Brian Aldiss : l'Hiver d'Helliconia
(Helliconia winter, 1985)
roman de Science-Fiction
- par ailleurs :
Qui aurait cru vers les années cinquante, où les courtes, superbes nouvelles subversives et décapantes de Galaxie et de Fiction permettaient à la SF moderne de se brancher sur le monde contemporain, que cette littérature produirait un jour d'aussi épaisses sagas. Est-il besoin d'un pareil poids pour perturber l'imaginaire ? Tout le monde a bien dans un coin de la tête le pavé d'Asimov, Fondation. Pas de quoi lever une barricade. Mais voici qu'après Dune et bien d'autres, Helliconia vient dilater les rayons de notre bibliothèque, avec ses mille pages bien tassées.

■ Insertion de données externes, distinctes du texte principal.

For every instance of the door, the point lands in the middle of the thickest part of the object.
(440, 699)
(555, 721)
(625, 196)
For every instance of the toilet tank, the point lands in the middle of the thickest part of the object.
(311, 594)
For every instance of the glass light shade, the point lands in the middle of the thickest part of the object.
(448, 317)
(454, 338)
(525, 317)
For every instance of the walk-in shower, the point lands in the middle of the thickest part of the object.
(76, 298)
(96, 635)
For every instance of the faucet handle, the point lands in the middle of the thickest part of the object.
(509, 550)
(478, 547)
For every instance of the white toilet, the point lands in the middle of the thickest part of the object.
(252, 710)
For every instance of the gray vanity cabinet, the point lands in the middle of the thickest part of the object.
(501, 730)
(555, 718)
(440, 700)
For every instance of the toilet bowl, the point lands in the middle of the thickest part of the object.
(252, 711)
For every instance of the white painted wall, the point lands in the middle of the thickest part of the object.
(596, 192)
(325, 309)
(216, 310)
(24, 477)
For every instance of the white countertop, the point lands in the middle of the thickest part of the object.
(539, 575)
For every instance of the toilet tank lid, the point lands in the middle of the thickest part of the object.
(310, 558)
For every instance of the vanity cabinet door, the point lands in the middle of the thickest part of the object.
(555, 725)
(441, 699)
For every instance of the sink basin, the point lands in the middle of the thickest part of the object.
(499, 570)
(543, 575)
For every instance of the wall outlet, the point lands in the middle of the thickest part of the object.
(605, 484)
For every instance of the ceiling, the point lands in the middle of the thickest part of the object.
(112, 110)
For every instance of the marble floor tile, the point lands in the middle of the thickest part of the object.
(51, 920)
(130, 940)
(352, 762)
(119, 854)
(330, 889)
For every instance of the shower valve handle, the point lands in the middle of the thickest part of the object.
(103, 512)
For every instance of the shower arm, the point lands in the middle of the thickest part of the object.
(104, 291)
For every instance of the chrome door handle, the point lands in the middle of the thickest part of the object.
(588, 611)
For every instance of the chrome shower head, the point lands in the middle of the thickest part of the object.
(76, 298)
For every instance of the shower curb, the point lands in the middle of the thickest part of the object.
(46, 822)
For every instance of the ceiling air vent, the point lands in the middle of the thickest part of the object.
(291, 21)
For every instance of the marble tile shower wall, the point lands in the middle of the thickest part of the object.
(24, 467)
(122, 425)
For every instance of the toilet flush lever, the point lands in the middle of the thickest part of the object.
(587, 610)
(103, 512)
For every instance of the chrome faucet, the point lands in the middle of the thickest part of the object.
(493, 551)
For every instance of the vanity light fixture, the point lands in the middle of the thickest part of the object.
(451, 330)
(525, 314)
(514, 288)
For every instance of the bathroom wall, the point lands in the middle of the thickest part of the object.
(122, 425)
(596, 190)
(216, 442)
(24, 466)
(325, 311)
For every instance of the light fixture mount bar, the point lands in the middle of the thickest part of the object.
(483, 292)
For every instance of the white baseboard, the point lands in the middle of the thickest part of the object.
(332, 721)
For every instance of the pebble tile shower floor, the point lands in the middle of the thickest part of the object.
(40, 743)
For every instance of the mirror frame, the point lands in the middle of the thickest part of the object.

Si l'une des singularités essentielles de la SF est de se présenter comme une littérature d'idées plutôt qu'une littérature de sentiment, et si les héros qu'elle met en scène sont porteurs de symbole plutôt que prétexte à études psychologiques, il faut beaucoup d'ambition à l'auteur de vertigineux bouquins pour prétendre transformer l'essai sur une telle distance. La machine de traitement de texte en facilite la rédaction, soit, mais si elle permet à volonté de permuter les mots, les phrases et les chapitres, encore faut-il les avoir écrits d'abord.

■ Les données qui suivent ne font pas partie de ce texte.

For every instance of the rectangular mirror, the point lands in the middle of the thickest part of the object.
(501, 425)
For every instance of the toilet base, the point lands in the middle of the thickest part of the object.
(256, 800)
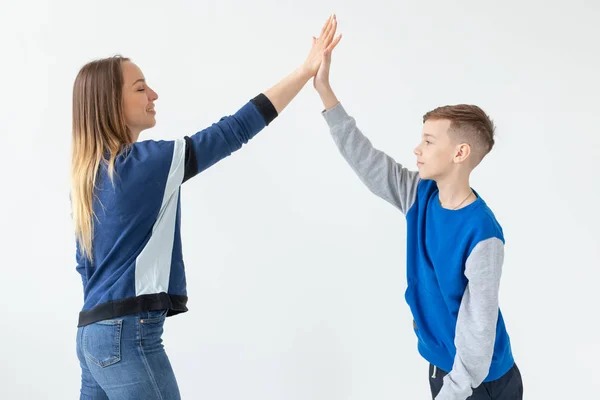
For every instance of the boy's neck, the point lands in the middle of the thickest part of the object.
(455, 193)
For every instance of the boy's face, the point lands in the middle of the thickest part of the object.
(436, 151)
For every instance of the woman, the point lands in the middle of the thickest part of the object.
(126, 211)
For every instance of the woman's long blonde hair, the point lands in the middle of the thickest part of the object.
(99, 134)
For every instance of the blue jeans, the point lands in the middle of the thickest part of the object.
(124, 358)
(507, 387)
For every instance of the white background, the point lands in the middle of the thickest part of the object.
(296, 272)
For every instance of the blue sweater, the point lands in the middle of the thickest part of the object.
(454, 263)
(138, 264)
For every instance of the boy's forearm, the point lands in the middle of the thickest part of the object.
(328, 97)
(285, 90)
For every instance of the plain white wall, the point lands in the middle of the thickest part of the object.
(296, 272)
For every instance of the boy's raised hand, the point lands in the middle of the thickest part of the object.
(322, 45)
(321, 79)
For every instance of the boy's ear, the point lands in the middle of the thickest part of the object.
(463, 151)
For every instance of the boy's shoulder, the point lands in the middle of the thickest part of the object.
(483, 222)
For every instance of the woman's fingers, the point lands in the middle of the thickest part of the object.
(328, 34)
(333, 44)
(327, 23)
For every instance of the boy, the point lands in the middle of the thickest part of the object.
(455, 246)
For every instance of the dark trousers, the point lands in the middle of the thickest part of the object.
(507, 387)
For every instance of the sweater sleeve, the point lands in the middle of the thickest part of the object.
(379, 172)
(477, 320)
(208, 146)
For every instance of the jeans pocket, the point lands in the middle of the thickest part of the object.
(102, 342)
(151, 330)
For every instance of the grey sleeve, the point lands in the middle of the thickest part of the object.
(378, 171)
(477, 319)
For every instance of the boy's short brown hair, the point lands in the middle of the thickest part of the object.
(469, 124)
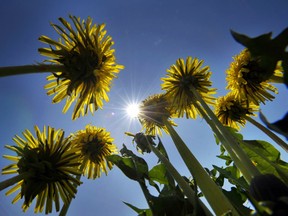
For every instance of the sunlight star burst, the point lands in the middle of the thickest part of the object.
(90, 65)
(133, 110)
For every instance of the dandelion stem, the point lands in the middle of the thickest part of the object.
(217, 200)
(269, 133)
(229, 149)
(27, 69)
(240, 158)
(9, 182)
(187, 190)
(66, 206)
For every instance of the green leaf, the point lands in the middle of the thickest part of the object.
(267, 51)
(158, 173)
(233, 176)
(236, 199)
(146, 212)
(266, 158)
(133, 169)
(161, 148)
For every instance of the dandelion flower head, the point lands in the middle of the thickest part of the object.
(90, 65)
(248, 81)
(231, 111)
(48, 167)
(94, 145)
(154, 112)
(181, 78)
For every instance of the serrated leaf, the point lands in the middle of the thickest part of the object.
(237, 200)
(158, 173)
(133, 169)
(146, 212)
(267, 51)
(239, 181)
(280, 126)
(266, 158)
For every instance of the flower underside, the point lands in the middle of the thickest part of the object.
(248, 80)
(232, 112)
(181, 79)
(49, 167)
(94, 145)
(90, 65)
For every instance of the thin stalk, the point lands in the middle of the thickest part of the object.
(187, 190)
(217, 200)
(9, 182)
(66, 206)
(268, 132)
(231, 143)
(277, 79)
(28, 69)
(222, 139)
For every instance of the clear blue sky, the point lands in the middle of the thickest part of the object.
(149, 35)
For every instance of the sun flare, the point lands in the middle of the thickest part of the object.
(133, 110)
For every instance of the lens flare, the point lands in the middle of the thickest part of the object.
(133, 110)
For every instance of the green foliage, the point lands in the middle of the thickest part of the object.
(266, 158)
(170, 200)
(267, 51)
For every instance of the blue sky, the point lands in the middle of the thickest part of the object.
(149, 36)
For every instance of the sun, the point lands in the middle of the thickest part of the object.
(133, 110)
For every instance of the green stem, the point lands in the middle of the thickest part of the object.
(217, 200)
(27, 69)
(187, 190)
(243, 162)
(277, 79)
(224, 141)
(9, 182)
(66, 206)
(273, 136)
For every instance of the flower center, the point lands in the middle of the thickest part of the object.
(255, 74)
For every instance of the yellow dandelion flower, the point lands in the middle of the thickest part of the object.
(89, 61)
(46, 167)
(231, 111)
(249, 81)
(154, 111)
(94, 144)
(181, 78)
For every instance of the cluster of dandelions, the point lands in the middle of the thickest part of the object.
(245, 81)
(89, 65)
(49, 165)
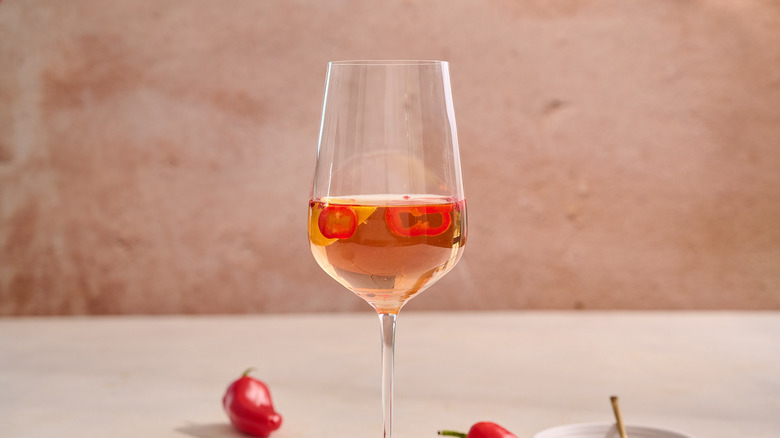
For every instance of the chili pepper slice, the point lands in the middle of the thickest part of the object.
(483, 429)
(420, 220)
(337, 222)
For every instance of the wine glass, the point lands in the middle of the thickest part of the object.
(387, 214)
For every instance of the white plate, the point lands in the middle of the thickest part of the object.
(604, 430)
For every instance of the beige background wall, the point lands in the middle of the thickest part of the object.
(155, 155)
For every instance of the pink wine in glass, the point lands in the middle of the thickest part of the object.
(387, 248)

Résumer Helliconia dans le cadre de cette chronique semblerait prétentieux. Disons qu'il s'agit pour l'auteur de mettre en scène un microcosme, en l'occurrence une planète à double cycle solaire, qui s'éveille à l'été sous les effets de l'un, Freyr, et s'endort quand l'autre, Batalix, poursuit son périple trop lointain. L'hiver est long quand dominent les Phagors autochtones, l'été court lorsque les Humains d'importation reprennent le pouvoir. L'oligarchie qui règne dès la venue du printemps n'a qu'une obsession politique : comment transmettre la civilisation à ceux qui naîtront à l'autre bout de la nuit, bien plus tard, trop tard pour la vie d'un Homme ?
Fils d'une très noble famille, Luterin Shokerandit semble choisi par le destin pour figurer comme premier porteur dans cette course à relais où se mêlent des enjeux et des règles complexes. Dans l'espace, une sonde envoyée jadis par les Terriens veille. Son équipage et son fonctionnement se dérèglent, tandis que sur la planète mère, la guerre nucléaire a semé la mort.

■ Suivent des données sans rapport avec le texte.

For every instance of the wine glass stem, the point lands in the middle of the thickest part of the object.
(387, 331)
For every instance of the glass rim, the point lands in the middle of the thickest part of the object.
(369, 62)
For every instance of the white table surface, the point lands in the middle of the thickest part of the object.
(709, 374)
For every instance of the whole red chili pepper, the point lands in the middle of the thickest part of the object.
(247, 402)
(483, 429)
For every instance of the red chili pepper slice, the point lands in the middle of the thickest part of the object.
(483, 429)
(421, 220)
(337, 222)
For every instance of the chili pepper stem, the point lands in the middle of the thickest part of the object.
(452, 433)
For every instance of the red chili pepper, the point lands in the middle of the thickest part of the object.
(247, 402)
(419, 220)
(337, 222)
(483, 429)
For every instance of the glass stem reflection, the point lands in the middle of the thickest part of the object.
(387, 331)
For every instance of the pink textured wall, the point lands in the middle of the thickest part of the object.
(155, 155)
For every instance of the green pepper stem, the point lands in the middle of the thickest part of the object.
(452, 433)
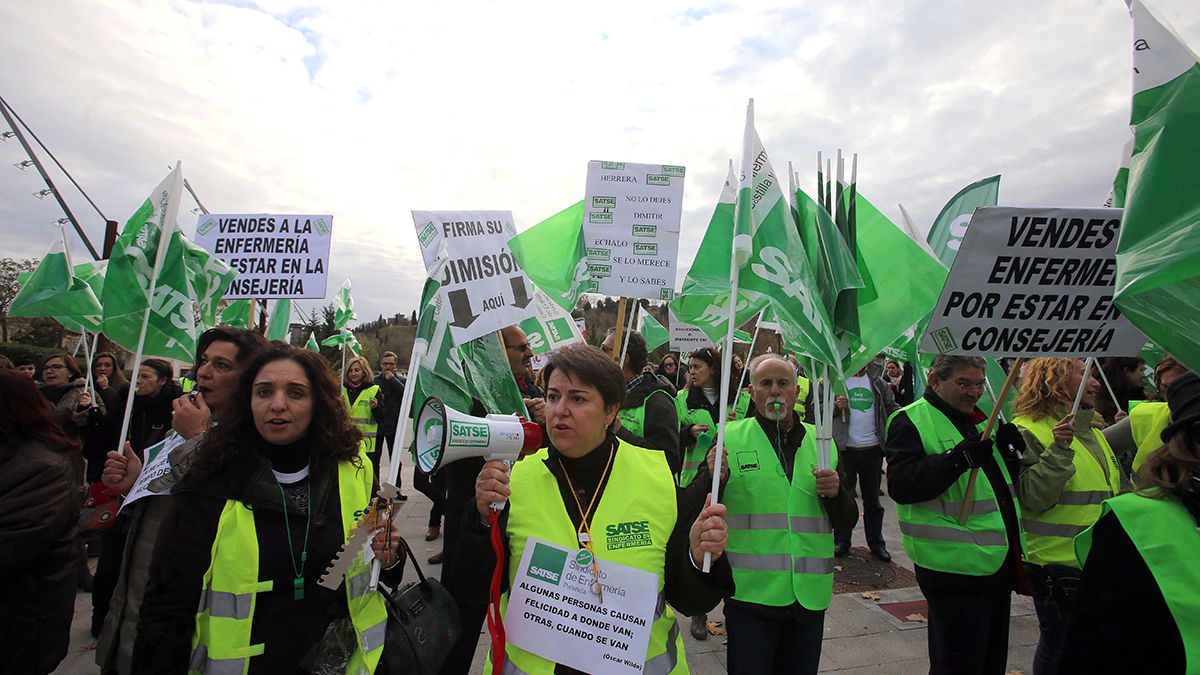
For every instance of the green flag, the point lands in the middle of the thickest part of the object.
(904, 299)
(143, 257)
(777, 273)
(553, 256)
(343, 306)
(835, 270)
(280, 322)
(1158, 251)
(208, 275)
(238, 314)
(53, 290)
(951, 223)
(652, 330)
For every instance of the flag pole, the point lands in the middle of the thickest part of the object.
(1083, 383)
(402, 431)
(166, 231)
(735, 269)
(1104, 378)
(969, 497)
(629, 328)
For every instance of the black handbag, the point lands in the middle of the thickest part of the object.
(423, 625)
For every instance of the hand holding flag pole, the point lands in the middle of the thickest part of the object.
(969, 497)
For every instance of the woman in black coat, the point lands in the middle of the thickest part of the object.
(39, 521)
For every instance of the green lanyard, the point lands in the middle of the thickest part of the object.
(298, 581)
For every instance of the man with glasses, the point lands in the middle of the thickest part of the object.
(967, 571)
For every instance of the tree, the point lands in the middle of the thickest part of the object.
(9, 287)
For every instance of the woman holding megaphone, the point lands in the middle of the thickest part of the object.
(597, 541)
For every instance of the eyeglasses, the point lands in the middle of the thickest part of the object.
(964, 386)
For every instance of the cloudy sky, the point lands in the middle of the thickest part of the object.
(371, 109)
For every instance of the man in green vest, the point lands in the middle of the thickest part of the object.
(966, 572)
(781, 514)
(648, 417)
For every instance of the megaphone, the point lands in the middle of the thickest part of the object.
(445, 435)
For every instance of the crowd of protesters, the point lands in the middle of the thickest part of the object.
(1087, 497)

Jouant sur ces trois plans de la tragédie antique, le chœur, le héros, les spectateurs, Brian W. Aldiss s'arme de tout l'attirail du peintre a fresca pour une Iliade et une Odyssée d'inspiration protestante où son sens du récit fait merveille.
Voici l'hiver, les grands principes craquent, la main impitoyable de l'Oligarque s'abat sur tous ceux qui renâclent ; Luterin, adolescent idéaliste, embarqué malgré lui dans les guerres et les persécutions, rêve d'un autre traitement social de l'avenir.
Alors, toutes les structures science-fictives patiemment mises en place au cours des deux premiers volumes : distorsion de la réalité, création d'ethnies, de milieux, de mentalités différents, sont soumises impitoyablement au romanesque conventionnel. Peu à peu, les personnages prennent le pas sur les idées et, malgré les jongleries géniales d'un grand faiseur comme Aldiss, s'engagent dans un combat anecdotique contre le réel ordinaire. Certes, l'histoire ne s'essouffle pas, le lecteur est souvent chatouillé là où ça lui plaît, mais pourquoi fabriquer une pareille pile de pages alors qu'en un texte bien plus compact, le beau sujet d'Helliconia aurait gagné en ampleur et en force. « Abro Hakmo Astab ! »
comme l'exprime si justement Luterin pour conclure, usant du juron le plus obscène de sa langue maternelle.